I actually recently wrote a paper on this subject which will appear at NIPS 2018: https://arxiv.org/abs/1806.08805
My collaborator and I proved that in the limit of an infinite number of dimensions the projection of a random walk onto any PCA component is a sinusoid. You are welcome to read the paper for the proof, but perhaps I can attempt a slightly more intuitive explanation.
The random walk process is a translation invariant process. No matter how many steps you take and how far away you get from the origin, the process that determines the next step is exactly the same. (This is in contrast to an Ornstein-Uhlenbeck process, for example, which is a random walk in a quadratic well. In this case the process that determines what your next step will be depends on your distance from the origin.)
Now, the eigenfunctions of any translation invariant operator are Fourier modes. Why is this? Well, in order to be translation invariant, the eigenfunctions need to be periodic, and in order to be an orthogonal basis, they need to be mutually orthogonal. The set of functions that satisfies these properties is the Fourier basis.

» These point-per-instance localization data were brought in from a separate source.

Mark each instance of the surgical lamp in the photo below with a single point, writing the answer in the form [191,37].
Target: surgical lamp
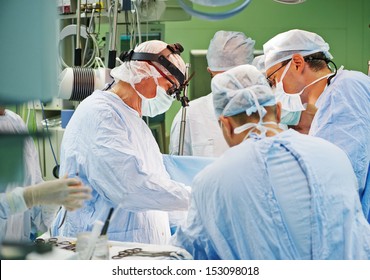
[290,1]
[214,3]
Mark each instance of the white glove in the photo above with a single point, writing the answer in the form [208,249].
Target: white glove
[67,192]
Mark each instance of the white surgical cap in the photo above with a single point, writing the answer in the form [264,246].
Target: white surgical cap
[228,49]
[133,71]
[233,91]
[284,45]
[259,62]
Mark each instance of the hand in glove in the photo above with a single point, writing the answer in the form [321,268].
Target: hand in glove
[68,192]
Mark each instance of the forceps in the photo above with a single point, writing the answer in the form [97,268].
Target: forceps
[140,252]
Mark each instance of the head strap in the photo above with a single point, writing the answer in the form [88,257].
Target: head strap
[160,58]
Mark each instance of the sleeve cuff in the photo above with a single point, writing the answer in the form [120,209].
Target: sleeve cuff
[16,201]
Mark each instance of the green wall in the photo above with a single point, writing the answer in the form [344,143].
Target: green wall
[344,24]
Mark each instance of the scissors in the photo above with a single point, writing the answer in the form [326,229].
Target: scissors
[140,252]
[68,245]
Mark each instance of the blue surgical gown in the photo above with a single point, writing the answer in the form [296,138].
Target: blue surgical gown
[343,118]
[242,209]
[114,152]
[26,225]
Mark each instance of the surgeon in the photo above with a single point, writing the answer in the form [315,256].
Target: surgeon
[28,208]
[331,105]
[202,135]
[273,194]
[110,148]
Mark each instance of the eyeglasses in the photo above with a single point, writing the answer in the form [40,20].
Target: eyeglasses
[272,83]
[172,91]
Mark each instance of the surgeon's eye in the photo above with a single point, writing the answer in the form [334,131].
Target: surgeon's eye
[270,82]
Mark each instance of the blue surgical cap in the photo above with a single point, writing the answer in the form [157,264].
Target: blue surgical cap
[259,62]
[233,91]
[284,45]
[228,49]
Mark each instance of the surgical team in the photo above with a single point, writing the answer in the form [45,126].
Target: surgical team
[287,134]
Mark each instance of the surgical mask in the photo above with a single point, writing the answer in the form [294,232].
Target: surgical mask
[290,118]
[157,105]
[291,103]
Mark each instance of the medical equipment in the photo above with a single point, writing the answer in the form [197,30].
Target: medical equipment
[62,244]
[184,103]
[290,1]
[213,3]
[160,58]
[140,253]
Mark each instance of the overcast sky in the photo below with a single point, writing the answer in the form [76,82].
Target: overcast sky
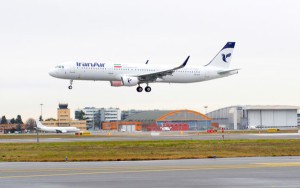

As for your second question about two independent random walks seeming to be correlated, this is just an illusion. Although the projection of the trajectory of both random walks onto their first PCA component will be a cosine, the direction of the first PCA component will be completely random. An an analogy, if you do two random walks, each of 10^6 steps, you can be quite sure that both will end up at a distance of about 1000 from the origin. But the two walks had nothing to do with each other, and furthermore the direction that the walk happened to go will be different each time.